Check it in your cohorts. If "completed onboarding" predicts retention no better than a coin flip, and in my experience it often doesn't, it's not an activation metric no matter how tidy the dashboard looks.

If "launched a second campaign within a week" predicts it strongly, that's your event, however awkward it is to instrument.

And be honest that segments differ. A solo user and an enterprise team may reach value through entirely different behaviours.

One activation event for both will describe an average user who doesn't exist. This is inconvenient. It's also true.

The full definition needs its plumbing too: a denominator (activated as a share of whom, exactly? signups? qualified signups?

trials?), a time window (activated within what period, since "eventually" is not a metric), and raw counts kept alongside every percentage.

The plumbing is boring, and it's precisely what makes the number capable of surviving the questioning I mentioned.

Completion still has a job

I want to be fair to onboarding completion, because the argument isn't that it's worthless. Completion is often necessary.

Users usually do need to finish some setup before value is even possible, and a broken completion funnel absolutely deserves attention. Where users abandon your flow is real diagnostic signal.

The trap is treating necessary as sufficient. Completion tells you users got through the gate. It cannot tell you whether anything worth having was on the other side.

When those two facts diverge, high completion with weak retention, the message is uncomfortable and specific: your onboarding works fine, and it's marching users efficiently towards value they aren't finding.

More tooltips will not fix that.

The sentence test

Here's the exercise I'd actually run with a team. Get product, design, growth and data in a room and have everyone independently complete this sentence:

"A user is activated when they have ___, because this predicts ___."

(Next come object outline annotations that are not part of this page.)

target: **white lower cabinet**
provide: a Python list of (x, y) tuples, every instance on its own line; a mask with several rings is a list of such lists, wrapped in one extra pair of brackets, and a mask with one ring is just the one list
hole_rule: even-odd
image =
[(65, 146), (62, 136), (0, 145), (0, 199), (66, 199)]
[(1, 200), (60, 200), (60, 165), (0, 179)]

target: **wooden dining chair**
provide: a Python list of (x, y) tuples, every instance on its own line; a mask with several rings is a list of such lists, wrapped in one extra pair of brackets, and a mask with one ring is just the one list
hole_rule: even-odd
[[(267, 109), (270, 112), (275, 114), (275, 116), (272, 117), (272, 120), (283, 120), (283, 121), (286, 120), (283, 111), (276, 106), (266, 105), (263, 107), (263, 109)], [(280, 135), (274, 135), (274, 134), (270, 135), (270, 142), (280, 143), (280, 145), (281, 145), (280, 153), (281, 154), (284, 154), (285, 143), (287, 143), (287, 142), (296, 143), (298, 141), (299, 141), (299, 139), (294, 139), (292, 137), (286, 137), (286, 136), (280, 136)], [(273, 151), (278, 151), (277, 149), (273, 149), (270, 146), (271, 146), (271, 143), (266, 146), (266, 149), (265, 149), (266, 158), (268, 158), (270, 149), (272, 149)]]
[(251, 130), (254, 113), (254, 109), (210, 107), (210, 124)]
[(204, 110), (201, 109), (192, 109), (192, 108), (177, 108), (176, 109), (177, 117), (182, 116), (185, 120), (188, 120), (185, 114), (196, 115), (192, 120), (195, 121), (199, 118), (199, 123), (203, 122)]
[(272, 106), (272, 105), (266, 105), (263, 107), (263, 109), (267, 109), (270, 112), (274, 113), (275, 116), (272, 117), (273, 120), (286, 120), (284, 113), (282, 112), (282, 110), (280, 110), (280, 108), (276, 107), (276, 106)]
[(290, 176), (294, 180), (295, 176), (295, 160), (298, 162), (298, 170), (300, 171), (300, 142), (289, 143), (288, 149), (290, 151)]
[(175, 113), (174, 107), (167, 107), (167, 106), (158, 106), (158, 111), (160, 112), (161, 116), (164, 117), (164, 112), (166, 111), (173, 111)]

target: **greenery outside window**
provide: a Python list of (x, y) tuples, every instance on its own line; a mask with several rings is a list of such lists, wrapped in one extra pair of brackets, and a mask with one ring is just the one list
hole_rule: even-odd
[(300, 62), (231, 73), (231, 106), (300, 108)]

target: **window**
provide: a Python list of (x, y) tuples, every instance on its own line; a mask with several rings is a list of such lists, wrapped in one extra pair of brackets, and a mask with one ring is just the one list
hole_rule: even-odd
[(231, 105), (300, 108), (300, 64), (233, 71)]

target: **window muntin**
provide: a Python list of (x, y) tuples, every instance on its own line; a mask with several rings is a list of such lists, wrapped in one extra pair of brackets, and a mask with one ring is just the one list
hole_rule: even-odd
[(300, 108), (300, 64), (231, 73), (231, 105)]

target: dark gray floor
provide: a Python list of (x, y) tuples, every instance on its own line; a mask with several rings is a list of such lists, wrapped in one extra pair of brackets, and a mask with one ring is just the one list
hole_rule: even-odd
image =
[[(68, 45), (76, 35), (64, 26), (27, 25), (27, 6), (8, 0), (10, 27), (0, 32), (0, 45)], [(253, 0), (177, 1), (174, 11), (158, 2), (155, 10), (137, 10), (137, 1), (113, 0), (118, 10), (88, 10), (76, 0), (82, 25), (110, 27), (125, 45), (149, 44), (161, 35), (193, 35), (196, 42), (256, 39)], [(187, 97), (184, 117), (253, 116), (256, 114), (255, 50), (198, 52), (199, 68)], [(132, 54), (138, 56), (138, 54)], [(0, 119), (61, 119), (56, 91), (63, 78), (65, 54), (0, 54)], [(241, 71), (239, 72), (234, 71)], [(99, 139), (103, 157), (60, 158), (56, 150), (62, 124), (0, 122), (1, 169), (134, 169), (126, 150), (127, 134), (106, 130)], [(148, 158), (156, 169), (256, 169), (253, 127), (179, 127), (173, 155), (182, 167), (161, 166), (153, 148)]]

Then compare answers. If they match, and the second blank is backed by cohort evidence rather than vibes, you have an activation metric.

If four people produce four different first blanks, or nobody can fill the second blank at all, then your activation number, whatever it currently says, is measuring agreement you never reached.

The sentence forces both halves of the discipline: a concrete behaviour and a validated reason it matters. It's a small test.

In my experience it's also the fastest way to discover that a team's most-cited metric has been describing product compliance all along, while the users it was supposed to describe were quietly leaving.